Think of the efficiency gains: By using electric solar panels, you are converting solar power to DC electricity (40.7% max), DC to AC (maybe 90%+), transfering over mains lines to whatever is drawing the power (say 95+%), then converting through, say, an electric heater to useful heat energy (100%). That comes to less than 35% assuming you're using the latest and greatest (and not yet available) solar cells specified here - plus, they'll likely not work at all in an overcast Michigan winter.

So, on the other hand, with a hot-water heating system, I don't know the efficiency, but it's a lot easier to capture thermal energy from radiation than create electrical energy. By capturing heat and skipping all the in-between steps, you're much better off - and the panels are cheaper!

So, think about that if you live in any sort of temperate area. If you're in the south-west-southwest areas, maybe electrical panels are the way to go. Look into it! This is not an ad, by the way... just the rantings of a student who really enjoyed his thermodynamics class. :P

RE: Home use: water heating
By bigbrent88 on 12/9/2006 5:50:05 PM , Rating: 2
Actually I just looked at an old 1996 Pop Sci talking about solar shingles and roofing.

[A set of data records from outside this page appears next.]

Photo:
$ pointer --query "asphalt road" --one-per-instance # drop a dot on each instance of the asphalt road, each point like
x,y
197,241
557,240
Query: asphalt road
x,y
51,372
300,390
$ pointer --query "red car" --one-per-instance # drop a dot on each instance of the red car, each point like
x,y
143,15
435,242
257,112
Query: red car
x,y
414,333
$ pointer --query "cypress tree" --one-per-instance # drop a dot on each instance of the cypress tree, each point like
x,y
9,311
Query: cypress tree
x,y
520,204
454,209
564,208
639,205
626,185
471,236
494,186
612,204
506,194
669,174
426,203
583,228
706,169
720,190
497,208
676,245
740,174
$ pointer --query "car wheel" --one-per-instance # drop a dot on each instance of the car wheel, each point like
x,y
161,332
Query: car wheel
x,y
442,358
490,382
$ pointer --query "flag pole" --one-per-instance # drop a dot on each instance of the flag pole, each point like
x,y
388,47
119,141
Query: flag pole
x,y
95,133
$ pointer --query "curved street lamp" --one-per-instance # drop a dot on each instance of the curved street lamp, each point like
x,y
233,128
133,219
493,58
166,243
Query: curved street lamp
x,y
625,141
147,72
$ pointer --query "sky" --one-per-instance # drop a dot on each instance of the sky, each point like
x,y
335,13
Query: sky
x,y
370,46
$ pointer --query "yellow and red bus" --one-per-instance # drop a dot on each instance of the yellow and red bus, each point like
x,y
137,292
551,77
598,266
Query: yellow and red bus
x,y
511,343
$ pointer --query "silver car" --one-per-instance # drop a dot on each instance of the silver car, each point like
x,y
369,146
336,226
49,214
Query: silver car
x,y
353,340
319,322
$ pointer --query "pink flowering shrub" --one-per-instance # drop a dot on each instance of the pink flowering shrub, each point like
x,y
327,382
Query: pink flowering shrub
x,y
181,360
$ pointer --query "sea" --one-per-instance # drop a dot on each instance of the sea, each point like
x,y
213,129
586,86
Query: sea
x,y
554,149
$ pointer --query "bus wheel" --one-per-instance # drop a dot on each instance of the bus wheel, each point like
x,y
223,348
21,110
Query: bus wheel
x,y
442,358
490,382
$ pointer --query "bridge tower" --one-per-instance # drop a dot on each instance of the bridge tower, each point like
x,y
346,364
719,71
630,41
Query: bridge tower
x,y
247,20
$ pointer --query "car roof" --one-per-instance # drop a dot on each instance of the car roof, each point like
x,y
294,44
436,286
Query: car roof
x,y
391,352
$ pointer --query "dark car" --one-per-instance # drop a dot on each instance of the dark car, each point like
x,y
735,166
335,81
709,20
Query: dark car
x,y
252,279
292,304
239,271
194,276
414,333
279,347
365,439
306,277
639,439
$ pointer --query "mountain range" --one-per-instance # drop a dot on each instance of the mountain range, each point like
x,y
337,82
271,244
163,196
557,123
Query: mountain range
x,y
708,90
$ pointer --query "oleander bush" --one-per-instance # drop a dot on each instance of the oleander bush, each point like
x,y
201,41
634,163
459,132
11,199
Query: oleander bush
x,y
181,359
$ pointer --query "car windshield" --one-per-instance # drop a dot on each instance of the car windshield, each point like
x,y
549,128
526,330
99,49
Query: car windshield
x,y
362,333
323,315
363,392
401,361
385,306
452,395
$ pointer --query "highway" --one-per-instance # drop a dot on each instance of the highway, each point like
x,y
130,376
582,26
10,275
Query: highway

They used an example where power generating cells can also heat water. Using the airspace behind cells to keep them cool, the hot air is diverted from the roof vent to an air-water exchanger which inturn heats the water. So you get extra efficiency from the same cells.

By PAPutzback on 12/7/2006 4:27:53 PM , Rating: 1
I could swear I read it here at DailyTech.

er ok boys
By ElJefe69 on 12/11/2006 5:34:30 AM , Rating: 1
My charge per hour is a hell of a lot more than that. I would get my money back in less than 8 years. I live outside of NYC. I would stab your mom in the head to get 10 cents per hour. I get like 40+.


no pollution. um. thats worth no cost benefit in the moral sense, but cheaper makes it even better.